What's the ultimate wrong answer? "I get more concerned when someone says, 'This is how we do things here,' and has no desire to help," says Jatin Dave, a physician at the Brigham and Women's Hospital's Center for Older Adult Health.
3. Frantic, discordant, or inadequate staff. A busy, thin-stretched staff may be unavoidable at times, experts say. But does it always feel chaotic when you visit? Are staff working well together, or do they seem to have bad attitudes? At meals, do they talk only among themselves or do they mingle with residents? Does important information get lost between shift changes?
Don't overlook the leadership.

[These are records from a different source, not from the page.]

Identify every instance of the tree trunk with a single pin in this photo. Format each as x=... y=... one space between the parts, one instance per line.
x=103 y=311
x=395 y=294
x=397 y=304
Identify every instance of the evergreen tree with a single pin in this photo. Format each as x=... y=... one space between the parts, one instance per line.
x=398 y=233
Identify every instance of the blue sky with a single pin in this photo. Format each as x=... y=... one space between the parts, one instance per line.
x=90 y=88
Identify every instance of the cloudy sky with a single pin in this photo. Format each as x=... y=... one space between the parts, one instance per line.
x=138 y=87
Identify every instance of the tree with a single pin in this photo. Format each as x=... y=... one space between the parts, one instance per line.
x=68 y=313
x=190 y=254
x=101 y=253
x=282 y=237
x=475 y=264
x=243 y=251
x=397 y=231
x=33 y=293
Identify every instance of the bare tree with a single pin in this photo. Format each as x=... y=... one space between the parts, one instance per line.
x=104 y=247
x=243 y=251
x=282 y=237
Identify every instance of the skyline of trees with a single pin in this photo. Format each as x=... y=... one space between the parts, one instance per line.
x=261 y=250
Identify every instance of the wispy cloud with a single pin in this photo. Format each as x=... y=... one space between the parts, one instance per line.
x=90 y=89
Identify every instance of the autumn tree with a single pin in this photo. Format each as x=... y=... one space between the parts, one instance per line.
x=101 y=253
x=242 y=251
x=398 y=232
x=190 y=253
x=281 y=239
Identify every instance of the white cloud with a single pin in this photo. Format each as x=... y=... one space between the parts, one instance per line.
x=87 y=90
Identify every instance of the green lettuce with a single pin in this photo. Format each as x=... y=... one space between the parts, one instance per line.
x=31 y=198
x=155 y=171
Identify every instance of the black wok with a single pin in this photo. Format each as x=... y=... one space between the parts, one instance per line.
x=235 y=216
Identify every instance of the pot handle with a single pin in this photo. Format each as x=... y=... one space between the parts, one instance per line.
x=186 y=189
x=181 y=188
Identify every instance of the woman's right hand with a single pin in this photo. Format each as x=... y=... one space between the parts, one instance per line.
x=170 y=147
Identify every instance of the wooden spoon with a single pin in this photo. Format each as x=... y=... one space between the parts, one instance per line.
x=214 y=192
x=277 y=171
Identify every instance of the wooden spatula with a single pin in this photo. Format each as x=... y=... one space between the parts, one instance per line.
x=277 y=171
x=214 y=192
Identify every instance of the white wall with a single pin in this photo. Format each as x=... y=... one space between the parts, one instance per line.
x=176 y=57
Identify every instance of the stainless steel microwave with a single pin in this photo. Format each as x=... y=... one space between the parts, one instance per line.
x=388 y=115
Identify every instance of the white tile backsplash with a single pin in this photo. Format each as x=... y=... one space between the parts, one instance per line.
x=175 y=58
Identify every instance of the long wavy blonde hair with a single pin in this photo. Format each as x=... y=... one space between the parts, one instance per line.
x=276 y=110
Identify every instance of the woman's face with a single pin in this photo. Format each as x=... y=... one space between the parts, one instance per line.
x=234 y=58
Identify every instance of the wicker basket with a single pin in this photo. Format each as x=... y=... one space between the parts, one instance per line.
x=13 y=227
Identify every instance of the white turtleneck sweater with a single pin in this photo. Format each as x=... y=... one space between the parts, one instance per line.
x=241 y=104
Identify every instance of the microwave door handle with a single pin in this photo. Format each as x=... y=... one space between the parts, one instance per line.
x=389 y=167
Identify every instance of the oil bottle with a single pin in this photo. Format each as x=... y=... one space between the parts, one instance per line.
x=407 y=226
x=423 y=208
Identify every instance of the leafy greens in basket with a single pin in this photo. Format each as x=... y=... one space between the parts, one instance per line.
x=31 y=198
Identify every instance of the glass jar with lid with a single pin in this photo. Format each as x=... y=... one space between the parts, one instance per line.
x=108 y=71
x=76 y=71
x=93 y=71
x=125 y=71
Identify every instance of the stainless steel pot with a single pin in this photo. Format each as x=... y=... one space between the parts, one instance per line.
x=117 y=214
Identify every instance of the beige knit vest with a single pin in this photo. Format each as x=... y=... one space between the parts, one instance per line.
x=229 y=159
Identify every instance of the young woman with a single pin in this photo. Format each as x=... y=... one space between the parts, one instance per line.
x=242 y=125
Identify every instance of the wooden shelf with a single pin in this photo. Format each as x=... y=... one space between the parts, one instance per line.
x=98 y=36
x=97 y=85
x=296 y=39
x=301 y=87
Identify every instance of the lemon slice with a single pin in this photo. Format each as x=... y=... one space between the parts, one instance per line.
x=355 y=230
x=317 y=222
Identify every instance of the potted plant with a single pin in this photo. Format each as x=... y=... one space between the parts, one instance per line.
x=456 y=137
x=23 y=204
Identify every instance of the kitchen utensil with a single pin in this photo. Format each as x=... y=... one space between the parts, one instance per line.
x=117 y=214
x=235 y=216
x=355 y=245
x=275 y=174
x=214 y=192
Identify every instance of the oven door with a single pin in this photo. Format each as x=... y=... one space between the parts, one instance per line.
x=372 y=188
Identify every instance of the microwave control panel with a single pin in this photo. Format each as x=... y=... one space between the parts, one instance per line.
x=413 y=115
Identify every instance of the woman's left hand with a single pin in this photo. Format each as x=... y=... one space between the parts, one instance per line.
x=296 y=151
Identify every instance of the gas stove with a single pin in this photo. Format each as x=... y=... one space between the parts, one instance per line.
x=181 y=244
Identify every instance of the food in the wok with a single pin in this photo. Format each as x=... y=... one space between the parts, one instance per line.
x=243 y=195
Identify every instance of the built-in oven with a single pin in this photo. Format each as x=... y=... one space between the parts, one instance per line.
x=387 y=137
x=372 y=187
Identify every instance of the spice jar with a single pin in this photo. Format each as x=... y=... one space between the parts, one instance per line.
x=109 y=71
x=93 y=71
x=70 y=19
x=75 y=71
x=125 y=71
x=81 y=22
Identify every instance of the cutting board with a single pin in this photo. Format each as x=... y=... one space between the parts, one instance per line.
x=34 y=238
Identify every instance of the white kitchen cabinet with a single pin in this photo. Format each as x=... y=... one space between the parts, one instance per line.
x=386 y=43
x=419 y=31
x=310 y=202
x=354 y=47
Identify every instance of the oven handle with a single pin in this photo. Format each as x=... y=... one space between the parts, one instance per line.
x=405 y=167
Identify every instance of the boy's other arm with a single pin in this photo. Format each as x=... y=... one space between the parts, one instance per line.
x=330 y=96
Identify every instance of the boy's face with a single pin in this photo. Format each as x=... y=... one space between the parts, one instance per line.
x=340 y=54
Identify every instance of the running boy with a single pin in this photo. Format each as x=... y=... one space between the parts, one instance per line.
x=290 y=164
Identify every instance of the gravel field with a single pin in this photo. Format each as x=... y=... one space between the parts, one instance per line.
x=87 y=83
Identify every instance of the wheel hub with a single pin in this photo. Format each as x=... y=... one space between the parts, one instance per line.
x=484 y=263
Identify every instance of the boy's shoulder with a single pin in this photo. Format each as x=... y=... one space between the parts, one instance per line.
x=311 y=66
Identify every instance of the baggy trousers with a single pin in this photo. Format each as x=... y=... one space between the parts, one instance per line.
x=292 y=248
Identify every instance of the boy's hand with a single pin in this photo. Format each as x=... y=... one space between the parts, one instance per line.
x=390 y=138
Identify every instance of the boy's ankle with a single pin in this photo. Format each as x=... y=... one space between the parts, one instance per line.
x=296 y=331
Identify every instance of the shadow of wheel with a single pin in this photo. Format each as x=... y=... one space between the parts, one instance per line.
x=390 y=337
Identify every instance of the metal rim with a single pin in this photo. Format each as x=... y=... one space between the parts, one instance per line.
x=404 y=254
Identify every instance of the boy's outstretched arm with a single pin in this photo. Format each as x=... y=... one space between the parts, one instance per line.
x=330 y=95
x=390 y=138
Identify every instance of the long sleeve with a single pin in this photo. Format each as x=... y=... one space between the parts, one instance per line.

Is the director nowhere to be found and unknown to residents? "I have never seen a place with strong, involved leadership that had bad care," says Barbara Bowers, associate dean for research at the University of Wisconsin-Madison's School of Nursing, who researches long-term care delivery.
4. High staff turnover. "Some regular staff turnover is an unfortunate reality at most nursing homes," says Kind. "However, if you notice that your loved one's nursing home constantly is training new staff to the point that no one on the staff knows your loved one—well, it is time to look for a new nursing home." Consistent staff-resident pairing is important in the quality of care Mom gets.
5. "I don't want so-and-so to care for me." Your loved one should never feel distressed or uncomfortable around any staff member, experts say. Even if Dad suffers from cognitive problems, "take these statements seriously and investigate them thoroughly with the nursing home leadership," says Kind. "They may be signs of mistreatment or neglect."